Ethereum as a Security: Impact on Crypto Market

Prometheum, a New York-based digital assets platform, recently soft-launched its custody services for Ethereum, marking a significant step in the regulatory landscape of cryptocurrencies. Prometheum’s move is especially notable because it classifies Ethereum as a security under the supervision of the Securities and Exchange Commission (SEC). This development is a practical validation of SEC Chair Gary Gensler’s stance that the existing regulatory framework is adequate for overseeing the crypto industry.

Prometheum was founded by brothers Aaron and Benjamin Kaplan and emerged from relative obscurity in mid-2023 with the announcement that it had obtained a first-of-its-kind broker-dealer license. This license permits Prometheum to custody digital asset securities, a contentious issue in the crypto industry, which largely argues against treating cryptocurrencies as securities.

The crypto industry has been vocal about the need for regulatory clarity. Many industry leaders believe that most cryptocurrencies should not be classified as securities. However, Prometheum’s unique approach suggests that digital assets can be regulated under existing securities laws. The company argues that its special-purpose broker-dealer distinction and a license to operate an alternative trading platform enable it to offer crypto trading under the current SEC regulations.

Prometheum’s stance has not been without controversy. Aaron Kaplan’s appearance at a House Financial Services Committee hearing on digital assets was met with criticism from industry leaders. Critics argue that Prometheum’s approach is unworkable and that the company will struggle to launch products or attract customers. Despite this skepticism, Prometheum continued to advance its plans.

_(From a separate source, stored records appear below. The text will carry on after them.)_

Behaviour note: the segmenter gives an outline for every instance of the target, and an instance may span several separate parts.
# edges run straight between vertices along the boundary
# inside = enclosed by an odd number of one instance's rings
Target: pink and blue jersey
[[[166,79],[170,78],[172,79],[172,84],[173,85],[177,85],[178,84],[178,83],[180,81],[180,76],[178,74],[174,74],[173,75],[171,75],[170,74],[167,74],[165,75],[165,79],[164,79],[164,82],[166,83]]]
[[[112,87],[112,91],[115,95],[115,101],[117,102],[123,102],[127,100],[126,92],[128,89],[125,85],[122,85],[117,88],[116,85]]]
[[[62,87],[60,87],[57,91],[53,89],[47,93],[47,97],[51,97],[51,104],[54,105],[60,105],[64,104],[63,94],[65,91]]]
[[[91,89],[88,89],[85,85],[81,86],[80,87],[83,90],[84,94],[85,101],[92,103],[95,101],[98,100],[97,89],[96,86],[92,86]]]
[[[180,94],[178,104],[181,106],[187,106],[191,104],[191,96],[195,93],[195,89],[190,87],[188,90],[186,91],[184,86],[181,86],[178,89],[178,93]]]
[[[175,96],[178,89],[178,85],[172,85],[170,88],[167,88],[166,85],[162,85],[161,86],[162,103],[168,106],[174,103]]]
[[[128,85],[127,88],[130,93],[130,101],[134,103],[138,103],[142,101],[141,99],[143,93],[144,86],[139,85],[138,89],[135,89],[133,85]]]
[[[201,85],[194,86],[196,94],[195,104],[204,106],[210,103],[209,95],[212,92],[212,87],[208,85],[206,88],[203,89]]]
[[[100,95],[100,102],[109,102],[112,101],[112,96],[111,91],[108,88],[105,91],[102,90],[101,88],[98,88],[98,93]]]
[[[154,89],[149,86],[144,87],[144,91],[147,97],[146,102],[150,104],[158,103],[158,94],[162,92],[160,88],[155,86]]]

In February, Prometheum announced that it would make Ethereum available for custody, marking a significant milestone. While custody is just a preliminary step, it is essential for facilitating trading, as it provides a secure venue for holding assets that clients buy and sell. Prometheum’s model involves operating both the custodian and trading system under separate entities, with approvals from the SEC and the Financial Industry Regulatory Authority (FINRA), ensuring compliance with regulatory standards where other platforms like Coinbase have struggled.

The announcement of Prometheum’s custody services for Ethereum was met with apprehension within the crypto community. Many feared that the SEC might officially classify Ether as a security, a move that could have profound implications for the entire sector. These concerns were heightened when the SEC issued a Wells notice to Ethereum developer Consensys in late April, indicating potential regulatory action.

The launch of Prometheum’s Ether custody services was delayed until Friday, beyond its initial target of March. Aaron Kaplan explained that the product was soft-launched with a select group of companies, with plans for a full launch by early June. Full trading capabilities are expected within a quarter. Kaplan did not disclose the names of the companies involved in the pilot.

Prometheum’s custody launch is a significant test of its regulatory strategy. By providing custody services for Ethereum under the SEC’s supervision, Prometheum challenges the crypto industry’s long-held beliefs about the feasibility of trading cryptocurrencies within the existing regulatory framework.

The success or failure of Prometheum’s approach will have far-reaching consequences. If successful, it could pave the way for other cryptocurrencies to be traded under SEC regulations, fundamentally altering the landscape of the crypto market. Conversely, if Prometheum’s model fails, it may reinforce the industry’s argument that new, crypto-specific regulations are necessary.

Prometheum’s move also underscores the broader regulatory uncertainty surrounding cryptocurrencies. The SEC’s actions, such as the Wells notice to Consensys, suggest a more stringent regulatory approach that could impact other major cryptocurrencies and platforms. As the crypto industry continues to evolve, regulatory clarity will remain a critical issue, with companies like Prometheum at the forefront of this ongoing debate.

Ultimately, Prometheum’s launch of Ether custody services represents a pivotal moment in the intersection of cryptocurrency and regulation. By attempting to operate within the current legal framework, Prometheum is testing the boundaries of what is possible under existing laws. The outcome of this experiment will likely influence the future direction of crypto regulation in the United States and beyond.